Trafalgar gets its Fourth Plinth
An Equestrian Statue of Elizabeth II will be commissioned in Trafalgar Square
LONDON'S TRAFALGAR SQUARE, to educate the uninitiated, is dominated by a monument, set on a 156-foot column, of Britain’s greatest naval hero, Horatio, Lord Nelson. Nelson died in 1805 during the final hours of his command in the Napoleonic Wars’ most significant naval engagement, when, without losing a single ship, Britain trounced the combined forces of France and Spain at Cape Trafalgar off the Spanish coast.
Nelson’s monument is surrounded by four plinths. Three are occupied by statues of Generals Havelock and Napier, and King George IV. The fourth plinth, its 1841 commission vacated for want of funds, remained empty until only a couple of years ago. In recent years the plinth’s fate had become the focus of heated debate, as a commission struck for the purpose mooted a variety of appropriate occupants (amongst them Princess Diana and the soccer champion David Beckham), but eventually designated it a showcase for British sculptors and modern art, with installations to rotate over periodic intervals.

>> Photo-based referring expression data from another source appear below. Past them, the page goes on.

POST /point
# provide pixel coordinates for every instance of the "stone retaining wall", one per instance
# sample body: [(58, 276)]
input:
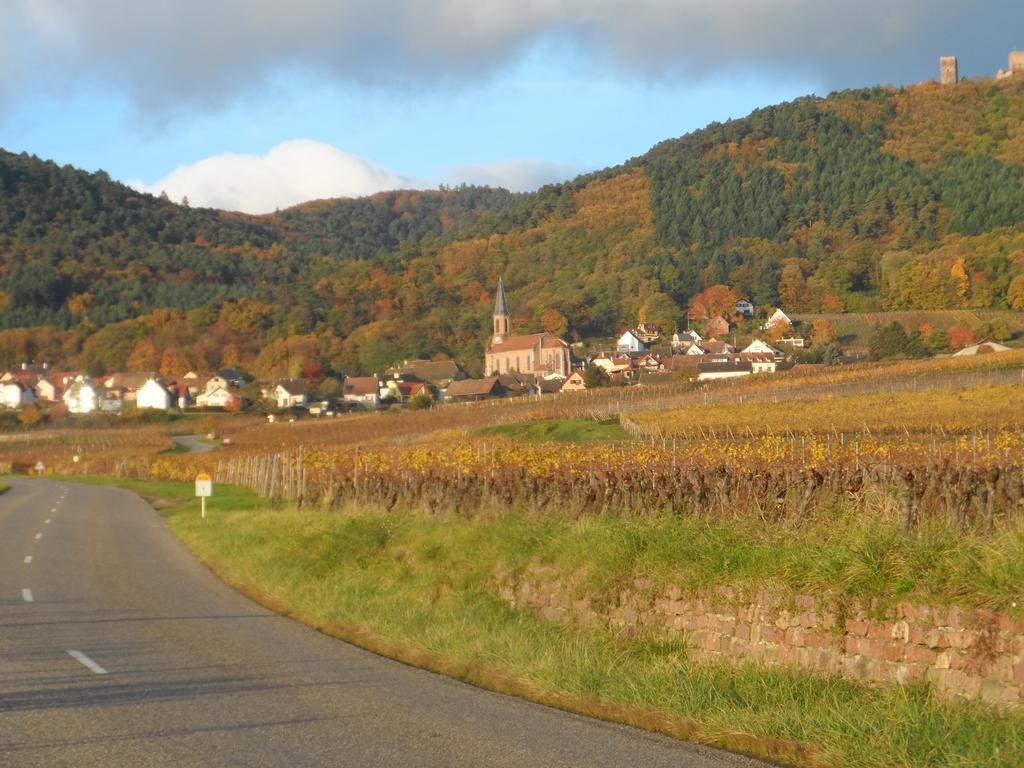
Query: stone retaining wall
[(970, 653)]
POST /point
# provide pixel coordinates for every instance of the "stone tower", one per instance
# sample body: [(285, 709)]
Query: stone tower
[(501, 315), (948, 71)]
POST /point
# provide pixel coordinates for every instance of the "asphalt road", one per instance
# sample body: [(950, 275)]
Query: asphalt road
[(194, 442), (119, 648)]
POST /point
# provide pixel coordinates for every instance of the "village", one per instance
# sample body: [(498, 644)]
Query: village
[(534, 365)]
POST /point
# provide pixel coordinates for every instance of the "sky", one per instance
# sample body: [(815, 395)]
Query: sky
[(259, 104)]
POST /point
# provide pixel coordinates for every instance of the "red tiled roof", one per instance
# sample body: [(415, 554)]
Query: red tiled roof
[(471, 387), (361, 385)]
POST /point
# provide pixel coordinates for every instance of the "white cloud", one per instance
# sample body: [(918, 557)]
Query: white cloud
[(169, 55), (292, 172), (515, 175)]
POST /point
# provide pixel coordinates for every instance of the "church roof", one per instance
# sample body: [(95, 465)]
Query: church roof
[(517, 343), (501, 306)]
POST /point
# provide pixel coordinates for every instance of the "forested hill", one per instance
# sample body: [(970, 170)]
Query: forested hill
[(867, 200)]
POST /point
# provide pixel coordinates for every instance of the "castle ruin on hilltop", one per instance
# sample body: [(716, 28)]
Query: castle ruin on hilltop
[(949, 69)]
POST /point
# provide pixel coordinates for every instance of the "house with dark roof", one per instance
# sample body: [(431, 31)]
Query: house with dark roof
[(361, 390), (436, 373), (469, 390)]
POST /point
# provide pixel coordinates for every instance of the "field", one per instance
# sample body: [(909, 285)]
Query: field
[(869, 487)]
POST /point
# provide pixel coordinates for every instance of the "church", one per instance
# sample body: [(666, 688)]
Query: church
[(541, 354)]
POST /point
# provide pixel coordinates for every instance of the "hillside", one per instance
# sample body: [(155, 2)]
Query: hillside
[(866, 201)]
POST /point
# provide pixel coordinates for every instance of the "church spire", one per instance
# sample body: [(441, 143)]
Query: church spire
[(501, 307), (501, 318)]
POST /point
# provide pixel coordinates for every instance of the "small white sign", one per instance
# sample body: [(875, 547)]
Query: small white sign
[(204, 485)]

Ultimately and thankfully that will come to an end now, as it has been announced that Her Majesty will permanently occupy the fourth plinth in memorial, most likely as the longest reigning sovereign in British Commonwealth history. Needless to say this is most deserving.
It is also long overdue. What I find most surprising about this is that there are no statues, equestrian or otherwise, of the Queen in the United Kingdom today, apart from the one in Windsor Great Park. In fact Canada by itself has more, especially with its two larger than life equestrians of our Queen in the capitals Ottawa and Regina.
1 comments:
Do we have a confirmed source for this splendid news?